Angel di Maria, and then the width of the post, came to the aid of Argentina in the dying minutes of extra time to save them from the torture of penalties against Switzerland, and instead send them into the quarterfinals of the World Cup with a 1-0 victory in Sao Paulo.

With Argentina having been frustrated for over 117 minutes, the Round of 16 contest appeared to be heading inexorably for penalties. Instead, Lionel Messi found some previously all too rare space to drive at the Swiss defense before finding Di Maria, who, with composure defying the pressure of the moment, stroked the ball past the previously unbeatable Diego Benaglio in the Switzerland goal.

Argentina's nerves were settled. Or so they thought.

Incredibly, there was more late drama to contrast much of what had preceded it. With the chance to ensure penalties, substitute Blarim Dzemali somehow headed onto the post with the goal gaping from just a few yards out. Argentina survived, but it could not have been any closer.

Following in the footsteps of the other major contenders for this World Cup trophy, Argentina were a long way from convincing but somehow make it through the second round and onto the last eight. After a first half in which Switzerland created the better openings, Argentina dominated in the second.

But Ottmar Hitzfeld’s disciplined side were able to hold their opponents at bay, helped by Argentina’s final pass so often letting them down, and when it did find its target the recipient being unable to take the advantage. Messi, once again after four goals in the group stage, looked the man by far the likeliest to bring about the breakthrough in the second half, but was left frustrated both by his teammates, Switzerland’s compact defending and Benaglio.

Yet as he has already shown on more than one occasion in this World Cup, it takes just one moment for Messi to make the difference. He did so again, with the help of one of his few teammates to come close to providing him with the support required to take Argentina all the way in Brazil.

If they are to do so, they will surely have to end an incredible streak of underachievement on the World Cup stage that means, since they reached the final in 1990, Argentina have only beaten Mexico in the knockout rounds of the competition in regulation time. The early signs were not positive for that run ending in Sao Paulo.

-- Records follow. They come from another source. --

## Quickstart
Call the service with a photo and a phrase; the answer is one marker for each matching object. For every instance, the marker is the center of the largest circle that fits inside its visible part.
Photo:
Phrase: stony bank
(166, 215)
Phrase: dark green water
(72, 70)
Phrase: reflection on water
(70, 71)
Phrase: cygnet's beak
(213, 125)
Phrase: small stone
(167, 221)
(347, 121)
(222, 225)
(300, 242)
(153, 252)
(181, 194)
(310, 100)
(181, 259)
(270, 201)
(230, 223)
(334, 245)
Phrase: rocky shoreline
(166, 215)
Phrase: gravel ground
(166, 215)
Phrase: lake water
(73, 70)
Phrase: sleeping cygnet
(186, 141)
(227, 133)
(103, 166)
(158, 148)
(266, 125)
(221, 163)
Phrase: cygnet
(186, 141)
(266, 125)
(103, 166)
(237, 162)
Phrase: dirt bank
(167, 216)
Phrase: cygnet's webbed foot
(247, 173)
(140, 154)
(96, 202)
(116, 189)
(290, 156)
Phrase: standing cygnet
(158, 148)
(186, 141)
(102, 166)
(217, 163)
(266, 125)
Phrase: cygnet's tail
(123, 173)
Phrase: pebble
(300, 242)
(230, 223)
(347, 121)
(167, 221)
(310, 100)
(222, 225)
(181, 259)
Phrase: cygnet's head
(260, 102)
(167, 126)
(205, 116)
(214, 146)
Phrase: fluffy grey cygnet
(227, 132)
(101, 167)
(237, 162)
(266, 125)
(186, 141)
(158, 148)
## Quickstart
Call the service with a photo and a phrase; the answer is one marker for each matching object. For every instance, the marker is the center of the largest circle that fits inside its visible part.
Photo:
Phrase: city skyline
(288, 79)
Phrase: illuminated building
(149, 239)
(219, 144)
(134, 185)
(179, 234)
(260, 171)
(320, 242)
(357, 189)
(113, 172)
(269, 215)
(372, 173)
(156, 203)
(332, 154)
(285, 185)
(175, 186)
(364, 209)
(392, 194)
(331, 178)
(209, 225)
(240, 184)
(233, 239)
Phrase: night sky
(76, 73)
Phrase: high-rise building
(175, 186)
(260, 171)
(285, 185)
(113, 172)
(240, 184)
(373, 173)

It was a first half in which Argentina saw plenty of the ball but Switzerland carved out the only clear chances. Xherdan Shaqiri, drifting into dangerous positions, was certainly providing more of a threat than the man he has often be likened to, Messi. Good work down the right from the Bayern Munich man led to a pull-back from the byline that provided Granit Xhaka with a clear sight at goal from 12 yards out, but his shot was too close to Sergio Romero, who saved well with his legs.

With the Argentina defense crudely exposed not for the first time in this World Cup, Shaqiri then took a clever layoff from Josip Drmic and sent the striker clean through on goal. Romero could have come out to claim it but instead hesitated. Left stranded, he was mightily relieved when Drmic’s elaborate dink went straight into his grateful arms.

At the other end, Argentina were limited to half chances for Ezequiel Lavezzi and Di Maria, as Switzerland did a fine job of shackling Messi, chiefly through the hard-working midfield duo of Gökhan Inler and Valon Behrami. Indeed, Argentina’s clearest opening came from a free-kick that Ezequiel Garay was unable to meet in front of goal.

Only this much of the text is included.